Changing Demographics in Texas and the Politics of Immigration …Immigration is Mobilizing Key Electorates in the State
Washington, DC – A new report by Latino Decisions about the growing Hispanic vote in Texas outlines opportunities and challenges for both the Democratic Party and the GOP. Although Hispanics represent a large swath of the electorate, weak turnout levels have undercut their power at the ballot box. At the same time, their numbers are growing and these voters are closely connected to the immigration debate. Both the Republican Party and the Democratic Party have much to gain or lose in Texas depending on how they handle the issue of immigration reform.
On a press call/webinar today polling experts, Latino civic engagement leaders and immigration advocates analyzed what the demographic trends look like in Texas and the role that immigration plays in shaping Latino voters’ political choices.
According to Sylvia Manzano, Principal at Latino Decisions, “The Texas Republican Party used to be the model for Hispanic outreach, but they are increasingly adopting the harsh language and policy positions that burned bridges with Hispanic voters in Arizona, California, and Colorado. In doing so, they give enthusiastic Democratic organizers and campaigns new political opportunities to re-build a long-term coalition in the state.”
She added, “Both parties know exactly what they need to do in order to mobilize the Texas Hispanic electorate. It is a matter of political will for both teams.”
The report highlights a multitude of ways in which the state’s surging Latino population in shaping politics in the state. Among some of key findings:
The Hispanic population in Texas is just under 10 million, which is larger than the entire state population in forty-three states.
Within the next six years, Hispanics will constitute a plurality of the Texas population (43% by 2020).
Half of all Texans under the age of eighteen are Hispanic, while 64% of Texans over fifty are non-Hispanic whites.

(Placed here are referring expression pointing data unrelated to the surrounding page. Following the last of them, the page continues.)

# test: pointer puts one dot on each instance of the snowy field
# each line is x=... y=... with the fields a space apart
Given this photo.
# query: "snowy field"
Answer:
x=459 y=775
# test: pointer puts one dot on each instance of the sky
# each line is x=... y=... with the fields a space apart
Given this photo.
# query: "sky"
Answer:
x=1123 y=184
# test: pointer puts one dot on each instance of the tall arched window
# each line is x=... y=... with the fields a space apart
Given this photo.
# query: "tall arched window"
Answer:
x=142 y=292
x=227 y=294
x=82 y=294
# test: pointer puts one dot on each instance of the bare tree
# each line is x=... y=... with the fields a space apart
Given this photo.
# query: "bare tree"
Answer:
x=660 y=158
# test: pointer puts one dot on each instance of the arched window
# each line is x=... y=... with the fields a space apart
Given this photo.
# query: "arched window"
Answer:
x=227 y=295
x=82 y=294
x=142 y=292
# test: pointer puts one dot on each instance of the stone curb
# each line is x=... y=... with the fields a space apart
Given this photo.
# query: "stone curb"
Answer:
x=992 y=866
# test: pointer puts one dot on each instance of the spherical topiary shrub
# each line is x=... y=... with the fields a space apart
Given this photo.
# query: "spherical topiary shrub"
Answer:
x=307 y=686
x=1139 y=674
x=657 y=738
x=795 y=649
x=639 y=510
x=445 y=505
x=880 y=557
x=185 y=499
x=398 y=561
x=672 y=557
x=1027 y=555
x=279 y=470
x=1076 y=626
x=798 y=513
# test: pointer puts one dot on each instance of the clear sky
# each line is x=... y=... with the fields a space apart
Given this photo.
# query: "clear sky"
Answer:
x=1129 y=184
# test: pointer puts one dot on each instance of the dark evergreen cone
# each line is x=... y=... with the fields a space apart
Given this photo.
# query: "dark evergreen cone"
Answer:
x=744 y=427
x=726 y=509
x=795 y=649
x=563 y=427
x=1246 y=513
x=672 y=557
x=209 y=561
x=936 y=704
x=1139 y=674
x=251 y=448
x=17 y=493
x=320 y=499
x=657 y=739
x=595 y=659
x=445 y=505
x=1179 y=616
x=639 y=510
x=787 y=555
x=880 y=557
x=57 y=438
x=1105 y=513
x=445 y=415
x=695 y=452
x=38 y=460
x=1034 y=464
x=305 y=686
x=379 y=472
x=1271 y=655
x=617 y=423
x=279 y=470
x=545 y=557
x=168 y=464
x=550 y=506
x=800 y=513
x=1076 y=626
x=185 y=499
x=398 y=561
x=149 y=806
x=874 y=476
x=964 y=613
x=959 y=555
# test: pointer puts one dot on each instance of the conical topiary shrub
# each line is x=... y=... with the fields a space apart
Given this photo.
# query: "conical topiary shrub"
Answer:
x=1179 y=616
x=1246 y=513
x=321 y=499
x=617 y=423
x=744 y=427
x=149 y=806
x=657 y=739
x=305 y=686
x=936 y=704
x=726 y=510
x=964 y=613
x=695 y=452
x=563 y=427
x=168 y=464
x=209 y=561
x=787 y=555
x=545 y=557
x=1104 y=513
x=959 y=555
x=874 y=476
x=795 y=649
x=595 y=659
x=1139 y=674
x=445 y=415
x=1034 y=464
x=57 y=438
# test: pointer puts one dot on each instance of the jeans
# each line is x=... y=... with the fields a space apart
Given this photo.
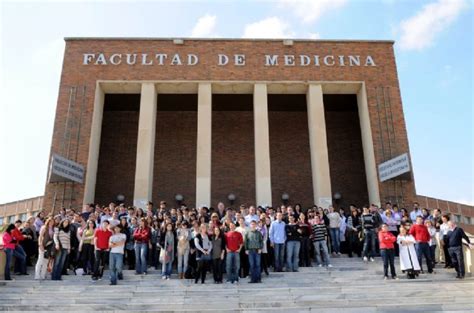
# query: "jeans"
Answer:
x=140 y=257
x=183 y=261
x=232 y=266
x=20 y=267
x=99 y=262
x=292 y=255
x=41 y=266
x=115 y=266
x=457 y=260
x=423 y=249
x=59 y=264
x=279 y=250
x=167 y=268
x=388 y=256
x=21 y=258
x=254 y=261
x=217 y=269
x=318 y=246
x=335 y=239
x=369 y=240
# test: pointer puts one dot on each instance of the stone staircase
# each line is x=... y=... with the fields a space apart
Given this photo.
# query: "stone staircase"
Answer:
x=350 y=286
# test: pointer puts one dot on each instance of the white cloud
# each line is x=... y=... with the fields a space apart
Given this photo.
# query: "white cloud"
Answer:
x=272 y=27
x=205 y=26
x=420 y=30
x=310 y=10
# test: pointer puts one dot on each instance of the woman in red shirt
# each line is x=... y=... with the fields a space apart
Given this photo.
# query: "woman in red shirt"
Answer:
x=9 y=243
x=387 y=250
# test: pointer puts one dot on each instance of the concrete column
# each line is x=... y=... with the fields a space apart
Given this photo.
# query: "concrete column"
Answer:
x=262 y=146
x=94 y=145
x=145 y=146
x=368 y=146
x=318 y=146
x=204 y=140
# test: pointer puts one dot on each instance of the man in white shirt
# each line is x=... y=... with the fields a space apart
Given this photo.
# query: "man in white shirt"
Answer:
x=116 y=244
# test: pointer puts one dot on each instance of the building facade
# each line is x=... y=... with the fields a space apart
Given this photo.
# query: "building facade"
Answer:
x=205 y=118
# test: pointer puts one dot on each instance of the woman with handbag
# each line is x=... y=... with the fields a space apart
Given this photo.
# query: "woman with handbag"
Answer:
x=62 y=242
x=86 y=247
x=203 y=252
x=45 y=248
x=167 y=252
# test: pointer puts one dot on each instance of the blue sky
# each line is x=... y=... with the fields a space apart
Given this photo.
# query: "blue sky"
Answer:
x=434 y=51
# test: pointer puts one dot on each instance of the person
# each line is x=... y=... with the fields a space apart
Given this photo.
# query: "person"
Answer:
x=408 y=258
x=387 y=250
x=62 y=242
x=455 y=236
x=141 y=236
x=183 y=236
x=234 y=243
x=101 y=248
x=415 y=213
x=422 y=237
x=334 y=232
x=45 y=248
x=203 y=252
x=293 y=244
x=319 y=234
x=167 y=244
x=86 y=248
x=432 y=241
x=443 y=239
x=253 y=242
x=20 y=267
x=218 y=252
x=368 y=228
x=116 y=245
x=354 y=228
x=277 y=241
x=9 y=243
x=305 y=259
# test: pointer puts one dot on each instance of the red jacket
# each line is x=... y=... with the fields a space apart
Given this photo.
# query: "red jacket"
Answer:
x=420 y=232
x=386 y=240
x=141 y=235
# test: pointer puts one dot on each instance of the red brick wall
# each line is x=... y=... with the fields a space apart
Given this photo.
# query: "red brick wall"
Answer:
x=75 y=74
x=233 y=161
x=175 y=149
x=289 y=149
x=117 y=156
x=346 y=158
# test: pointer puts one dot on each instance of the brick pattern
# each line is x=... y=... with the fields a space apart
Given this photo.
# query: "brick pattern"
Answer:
x=232 y=155
x=175 y=156
x=117 y=156
x=74 y=74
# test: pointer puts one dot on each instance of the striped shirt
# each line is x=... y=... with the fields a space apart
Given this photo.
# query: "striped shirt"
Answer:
x=319 y=232
x=367 y=221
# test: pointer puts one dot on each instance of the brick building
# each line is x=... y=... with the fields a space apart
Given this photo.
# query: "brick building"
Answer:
x=204 y=118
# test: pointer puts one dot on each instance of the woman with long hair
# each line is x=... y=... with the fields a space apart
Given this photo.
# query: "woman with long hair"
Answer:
x=45 y=248
x=218 y=251
x=203 y=252
x=62 y=242
x=87 y=248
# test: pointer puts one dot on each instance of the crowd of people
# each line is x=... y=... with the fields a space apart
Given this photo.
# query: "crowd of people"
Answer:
x=242 y=242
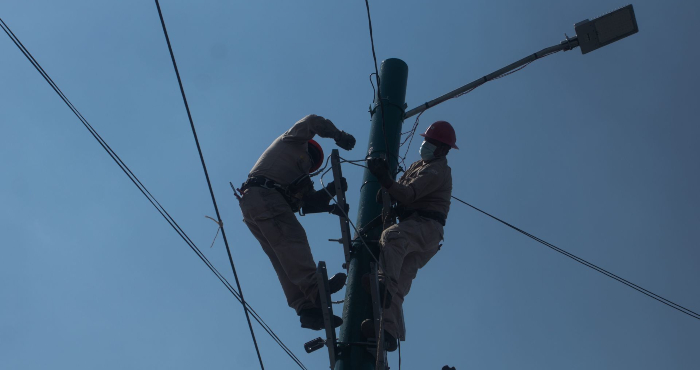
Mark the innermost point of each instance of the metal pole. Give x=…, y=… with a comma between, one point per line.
x=565, y=45
x=393, y=77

The majority of Texas Hispanics eligible to vote, 61%, did not cast a ballot in 2012. That is a twenty-two point turnout difference from their white counterparts in the state. Texas would be as competitive as Florida in statewide elections if this untapped electorate voted.
58% of Hispanic voters in Texas have friends or family members that are undocumented.
When asked about the current immigration debate, 36% of Texas Hispanic voters indicated they would be more inclined to support future Republican candidates if the Party advanced comprehensive immigration reform including a pathway to citizenship (Figure 12). Texas Latinos rate above the national average on this point, and display more willingness to vote for GOP candidates compared to Latinos in several states.
“The trend lines are clear. What Republicans do on immigration in the next 10 months will shape national politics in the next decade. California and Florida have proved it. And nowhere is that forecast stronger today than in Texas,” said Clarissa Martinez-De-Castro, Immigration and Civic Engagement Director at the National Council of La Raza, who’s working to increase Latino registration and participation rates in Texas.
Added Lynn Tramonte, Deputy Director of America’s Voice, “The GOP is at a crossroads, and the choices that House Republicans make now will impact their entire Party’s future for years to come. Texas Republicans are in a position to lead the GOP forward by showing leadership on immigration, but so far they’ve been sitting back and watching the Party commit political suicide.”